Understand your extended market. Gainesville is the economic hub of a 14-county region and, with six state and national parks in one county, is a world-renowned travel destination for nature enthusiasts. The managers of Dick’s Sporting Goods in Butler North understand that their kayak and hiking section needs to be more diverse and extensive than a store located in south Florida. Our location on I-75 is a natural stopping point for many travelers, and our development plays to extended “stay-time.” With 50 diverse dining options and 3.5 miles of walking trails with required retention ponds, there’s plenty of reason for visitors, their kids, and even their pets to stick around. Adding murals crafted in partnership with local artists creates a cultural experience for all.

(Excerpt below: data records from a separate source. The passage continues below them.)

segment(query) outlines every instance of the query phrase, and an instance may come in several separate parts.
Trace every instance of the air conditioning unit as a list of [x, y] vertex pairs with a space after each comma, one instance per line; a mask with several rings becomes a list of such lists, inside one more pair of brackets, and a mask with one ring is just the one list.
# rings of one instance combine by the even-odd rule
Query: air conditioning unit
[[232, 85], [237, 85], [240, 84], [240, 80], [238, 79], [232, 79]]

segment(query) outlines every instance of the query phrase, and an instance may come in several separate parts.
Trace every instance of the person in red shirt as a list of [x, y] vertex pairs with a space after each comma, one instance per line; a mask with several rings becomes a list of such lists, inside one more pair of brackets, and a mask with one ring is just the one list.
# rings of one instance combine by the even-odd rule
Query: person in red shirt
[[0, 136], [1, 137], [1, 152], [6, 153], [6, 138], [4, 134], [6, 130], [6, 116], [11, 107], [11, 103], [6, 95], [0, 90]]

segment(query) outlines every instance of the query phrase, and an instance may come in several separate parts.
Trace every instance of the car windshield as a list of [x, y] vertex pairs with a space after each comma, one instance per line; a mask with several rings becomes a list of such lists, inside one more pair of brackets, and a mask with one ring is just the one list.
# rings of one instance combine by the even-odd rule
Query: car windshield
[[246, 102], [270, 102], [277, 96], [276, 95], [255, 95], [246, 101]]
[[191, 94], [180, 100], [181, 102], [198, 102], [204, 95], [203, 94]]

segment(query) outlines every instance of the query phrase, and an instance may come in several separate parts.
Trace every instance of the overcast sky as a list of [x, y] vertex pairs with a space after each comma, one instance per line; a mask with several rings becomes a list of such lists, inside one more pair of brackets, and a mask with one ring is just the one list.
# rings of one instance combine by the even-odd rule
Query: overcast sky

Retailer-developer collaboration. As a developer, we carefully package our property’s brand story in a cohesive, compelling manner, providing information to engage and inspire new stores in the design phase. This year we opened the region’s first Whole Foods Market and, during the build process, their talented designers fell in love with the historical aeronautical element of the property. Working directly with our in-house marketing team, Whole Foods designed its café around the theme. The vintage furniture and black-and-white photography timeline that adorns the wall of the café made Whole Foods seem like a member of the community from day one.

Retail real estate is truly an evolutionary process, and while our history proves the concept of localization isn’t a new one, today’s innovation and methodology has had to be more compelling, more tailored, and more development-pervasive to fit the experience-seeking, tech savvy customer of today.

Deborah Butler is president of Butler Enterprises, based in Gainesville, Fla.